Hors les cas où cette mesure est prévue par la loi, le juge de la mise en état apprécie souverainement l’opportunité du sursis à statuer dans l’intérêt d’une bonne administration de la justice ; à ce titre, s’il s’agit d’attendre l’issue d’une autre procédure, il faut que le résultat de celle-ci ait une conséquence sur l’affaire en cours.
En l’espèce, il n’apparaît pas dans l’intérêt d’une bonne administration de la justice, compte tenu de ce que la requête en omission de statuer a été fixée à une audience de la cour d’appel le 20 mars dernier, de prononcer un sursis à statuer.
II. Sur la demande de disjonction
Aux termes de l’article 783 du code de procédure civile, le juge de la mise en état procède aux jonctions et disjonctions d’instance.

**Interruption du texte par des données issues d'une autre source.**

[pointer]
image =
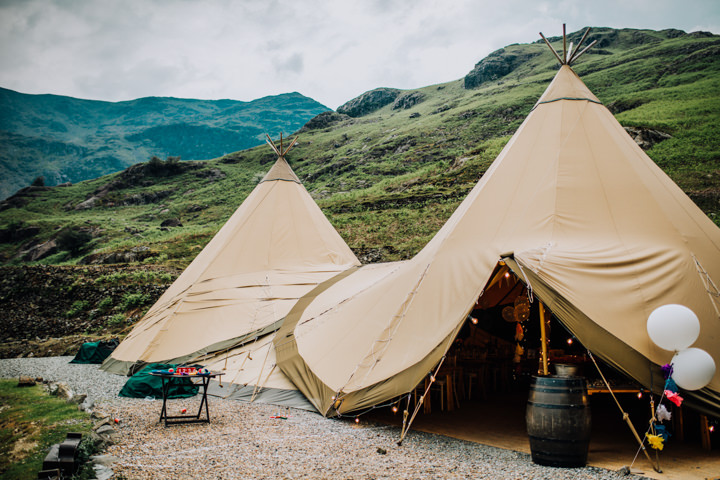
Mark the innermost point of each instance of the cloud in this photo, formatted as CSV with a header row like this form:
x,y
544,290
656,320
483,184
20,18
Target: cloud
x,y
330,50
292,64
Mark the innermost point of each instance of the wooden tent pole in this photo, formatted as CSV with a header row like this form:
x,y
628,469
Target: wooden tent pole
x,y
626,417
552,50
571,52
543,338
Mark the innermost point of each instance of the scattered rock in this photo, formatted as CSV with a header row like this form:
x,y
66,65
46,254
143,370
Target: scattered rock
x,y
105,430
369,102
171,222
496,65
646,138
26,381
41,251
87,204
408,100
324,120
64,392
102,472
78,399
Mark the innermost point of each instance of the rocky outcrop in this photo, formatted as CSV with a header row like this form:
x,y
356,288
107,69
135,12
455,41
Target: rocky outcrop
x,y
646,138
171,222
408,100
8,235
135,254
38,252
324,120
369,102
37,302
496,65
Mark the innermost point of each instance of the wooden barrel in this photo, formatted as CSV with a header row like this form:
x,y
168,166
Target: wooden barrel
x,y
558,421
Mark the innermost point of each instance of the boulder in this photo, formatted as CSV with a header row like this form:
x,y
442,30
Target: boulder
x,y
87,204
171,222
40,251
25,381
646,138
323,120
408,100
369,102
64,392
496,65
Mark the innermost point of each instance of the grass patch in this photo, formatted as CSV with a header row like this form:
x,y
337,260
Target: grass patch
x,y
30,422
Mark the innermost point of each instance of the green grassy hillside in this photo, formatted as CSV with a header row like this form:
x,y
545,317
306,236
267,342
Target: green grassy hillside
x,y
68,139
388,179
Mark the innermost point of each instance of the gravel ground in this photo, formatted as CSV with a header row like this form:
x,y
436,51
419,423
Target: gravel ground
x,y
243,441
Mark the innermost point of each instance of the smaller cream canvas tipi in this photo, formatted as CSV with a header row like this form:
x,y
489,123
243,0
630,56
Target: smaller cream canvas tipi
x,y
276,247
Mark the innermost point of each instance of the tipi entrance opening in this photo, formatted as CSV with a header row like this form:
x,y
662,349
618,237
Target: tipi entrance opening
x,y
480,392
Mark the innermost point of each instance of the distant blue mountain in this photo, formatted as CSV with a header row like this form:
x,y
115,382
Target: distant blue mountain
x,y
65,139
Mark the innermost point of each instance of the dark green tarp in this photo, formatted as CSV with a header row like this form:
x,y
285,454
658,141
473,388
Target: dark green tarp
x,y
95,352
143,385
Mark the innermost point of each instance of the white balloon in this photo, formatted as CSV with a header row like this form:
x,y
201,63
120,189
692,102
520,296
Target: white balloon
x,y
693,368
673,327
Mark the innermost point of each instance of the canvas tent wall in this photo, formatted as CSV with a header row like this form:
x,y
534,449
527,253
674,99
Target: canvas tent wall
x,y
604,238
276,247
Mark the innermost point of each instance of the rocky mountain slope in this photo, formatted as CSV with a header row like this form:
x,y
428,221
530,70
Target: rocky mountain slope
x,y
65,139
387,169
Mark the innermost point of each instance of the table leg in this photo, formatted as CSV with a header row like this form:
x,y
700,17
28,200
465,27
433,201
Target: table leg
x,y
163,411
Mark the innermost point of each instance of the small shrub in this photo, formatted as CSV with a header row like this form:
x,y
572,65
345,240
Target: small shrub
x,y
133,300
105,304
115,320
76,308
113,278
73,240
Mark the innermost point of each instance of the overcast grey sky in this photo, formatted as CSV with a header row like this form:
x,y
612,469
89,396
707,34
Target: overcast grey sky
x,y
330,50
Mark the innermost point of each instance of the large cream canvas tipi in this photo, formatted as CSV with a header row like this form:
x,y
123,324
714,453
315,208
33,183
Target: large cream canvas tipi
x,y
598,232
275,248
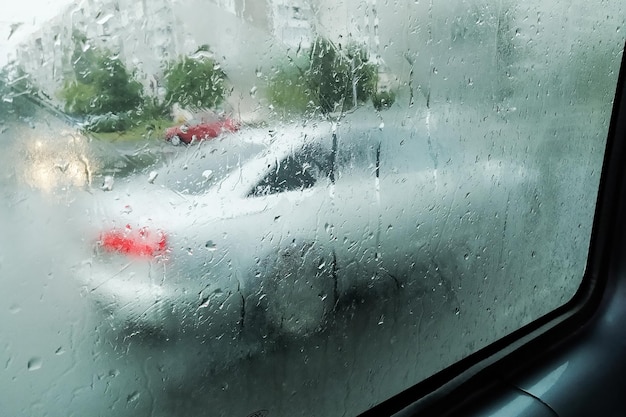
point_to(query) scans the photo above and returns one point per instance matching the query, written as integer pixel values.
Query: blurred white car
(267, 233)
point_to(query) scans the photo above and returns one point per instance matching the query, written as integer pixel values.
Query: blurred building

L’article 367 du même code dispose que le juge peut, à la demande des parties ou d'office, ordonner la jonction de plusieurs instances pendantes devant lui s'il existe entre les litiges un lien tel qu'il soit de l'intérêt d'une bonne justice de les faire instruire ou juger ensemble.

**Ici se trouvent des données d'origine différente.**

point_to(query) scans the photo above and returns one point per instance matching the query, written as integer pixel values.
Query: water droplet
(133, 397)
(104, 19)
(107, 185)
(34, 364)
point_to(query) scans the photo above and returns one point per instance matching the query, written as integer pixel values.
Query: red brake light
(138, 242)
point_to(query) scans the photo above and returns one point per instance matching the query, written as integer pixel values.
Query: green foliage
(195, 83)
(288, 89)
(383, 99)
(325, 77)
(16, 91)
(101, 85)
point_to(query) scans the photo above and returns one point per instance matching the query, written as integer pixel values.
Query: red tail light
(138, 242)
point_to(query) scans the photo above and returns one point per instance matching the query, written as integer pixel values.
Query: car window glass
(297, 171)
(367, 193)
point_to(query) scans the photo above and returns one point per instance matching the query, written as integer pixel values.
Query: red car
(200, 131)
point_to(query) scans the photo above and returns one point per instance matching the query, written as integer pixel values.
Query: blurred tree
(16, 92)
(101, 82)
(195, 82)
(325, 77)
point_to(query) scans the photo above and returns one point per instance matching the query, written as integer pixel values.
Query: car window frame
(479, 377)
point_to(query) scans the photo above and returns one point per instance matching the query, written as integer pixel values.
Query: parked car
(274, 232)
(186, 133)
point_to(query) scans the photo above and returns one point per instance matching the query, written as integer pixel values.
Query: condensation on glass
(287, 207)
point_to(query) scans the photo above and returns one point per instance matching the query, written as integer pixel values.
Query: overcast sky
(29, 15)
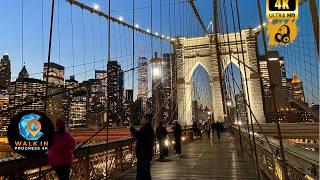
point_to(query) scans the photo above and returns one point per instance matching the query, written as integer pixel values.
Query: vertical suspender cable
(151, 37)
(133, 3)
(284, 164)
(59, 38)
(49, 55)
(215, 17)
(170, 56)
(109, 54)
(72, 41)
(251, 121)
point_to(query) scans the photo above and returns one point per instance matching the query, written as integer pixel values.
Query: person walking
(144, 148)
(208, 129)
(195, 129)
(60, 155)
(218, 129)
(161, 134)
(212, 126)
(177, 132)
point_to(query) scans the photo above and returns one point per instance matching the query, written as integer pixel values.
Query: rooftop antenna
(210, 24)
(142, 50)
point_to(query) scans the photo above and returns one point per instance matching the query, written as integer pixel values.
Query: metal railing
(299, 165)
(89, 161)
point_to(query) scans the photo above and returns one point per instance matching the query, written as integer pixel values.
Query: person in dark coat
(208, 129)
(177, 132)
(60, 154)
(218, 129)
(161, 134)
(195, 129)
(212, 127)
(144, 148)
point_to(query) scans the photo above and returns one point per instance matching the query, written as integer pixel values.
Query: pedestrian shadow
(163, 160)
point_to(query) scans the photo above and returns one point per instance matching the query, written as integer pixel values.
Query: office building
(56, 74)
(297, 88)
(4, 104)
(114, 93)
(241, 111)
(143, 81)
(273, 72)
(26, 89)
(5, 72)
(95, 102)
(128, 106)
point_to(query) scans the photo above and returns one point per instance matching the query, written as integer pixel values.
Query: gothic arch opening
(201, 94)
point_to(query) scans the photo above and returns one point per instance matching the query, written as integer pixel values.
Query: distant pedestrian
(212, 127)
(218, 129)
(161, 134)
(208, 129)
(177, 132)
(60, 154)
(195, 129)
(144, 148)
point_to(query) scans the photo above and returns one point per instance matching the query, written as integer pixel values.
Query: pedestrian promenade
(203, 159)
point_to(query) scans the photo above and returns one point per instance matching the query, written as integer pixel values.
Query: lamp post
(209, 116)
(156, 64)
(229, 103)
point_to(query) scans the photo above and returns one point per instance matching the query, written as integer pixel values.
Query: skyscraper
(273, 73)
(168, 89)
(55, 104)
(114, 93)
(297, 88)
(128, 106)
(26, 89)
(95, 102)
(5, 72)
(56, 74)
(4, 104)
(143, 81)
(241, 112)
(76, 104)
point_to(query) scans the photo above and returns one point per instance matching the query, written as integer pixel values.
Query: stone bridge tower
(201, 51)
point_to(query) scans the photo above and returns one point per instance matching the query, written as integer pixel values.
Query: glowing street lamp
(96, 6)
(156, 65)
(121, 18)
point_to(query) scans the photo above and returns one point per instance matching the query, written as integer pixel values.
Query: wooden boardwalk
(203, 159)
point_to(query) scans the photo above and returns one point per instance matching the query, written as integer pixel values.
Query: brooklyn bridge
(103, 65)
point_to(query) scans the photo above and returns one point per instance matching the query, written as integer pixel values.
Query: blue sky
(93, 52)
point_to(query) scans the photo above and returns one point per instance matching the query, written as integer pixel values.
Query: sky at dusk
(80, 38)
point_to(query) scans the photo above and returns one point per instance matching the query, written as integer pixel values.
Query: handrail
(19, 164)
(299, 164)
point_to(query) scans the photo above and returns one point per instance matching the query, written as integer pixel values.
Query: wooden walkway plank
(203, 159)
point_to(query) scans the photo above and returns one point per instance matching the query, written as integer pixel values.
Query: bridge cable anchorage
(196, 13)
(113, 19)
(253, 155)
(251, 121)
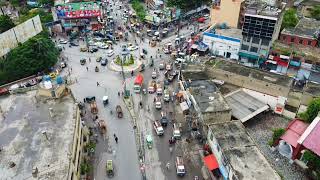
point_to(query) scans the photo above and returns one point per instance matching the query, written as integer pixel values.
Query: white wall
(222, 46)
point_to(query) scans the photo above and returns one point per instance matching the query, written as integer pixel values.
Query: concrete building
(260, 29)
(41, 139)
(79, 15)
(224, 42)
(306, 33)
(228, 12)
(236, 153)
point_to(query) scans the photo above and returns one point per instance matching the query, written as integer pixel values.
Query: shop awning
(211, 162)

Mais l’intérêt d’une bonne justice impose également au juge de veiller à ce que les instances qui lui sont soumises soient instruites et jugées dans un délai raisonnable, conformément au droit à un procès équitable garanti par l’article 6.1 de la Convention européenne de sauvegarde des droits de l’homme et des libertés fondamentales et à l’article L111-3 du code de l’organisation judiciaire.
En l’espèce, il n’y a lieu à disjonction dès lors que l’intérêt d’une bonne administration de la justice commande que la présente instance, qui porte sur les mêmes désordres – lesquels ont fait l’objet d’une même expertise – aboutisse à un seul et même jugement, certaines prétentions fussent-elles déclarées irrecevables à l’égard de certaines parties et pas à l’égard d’autres.
La demande de disjonction sera rejetée.
III. Sur les mesures de fin d’ordonnance
Les dépens seront réservés.
L’équité commande de débouter chacune des parties de sa demande en paiement en application des dispositions de l'article 700 du code de procédure civile.
PAR CES MOTIFS,
Nous, François Derouault, publiquement, par ordonnance contradictoire susceptible de recours dans les conditions de l’article 795 du code de procédure civile, mise à disposition au greffe,
REJETONS la demande de sursis à statuer ;
REJETONS la demande de disjonction ;
RESERVONS les dépens ;
DEBOUTONS chacune des parties de sa demande en application des dispositions de l'article 700 du code de procédure civile ;
RENVOYONS l’affaire à l’audience de mise en état du 25 septembre 2024 pour conclusions de Maître Savatic, à défaut clôture partielle.
La minute est signée par Monsieur François DEROUAULT, juge, assisté de Madame Maud THOBOR, greffier.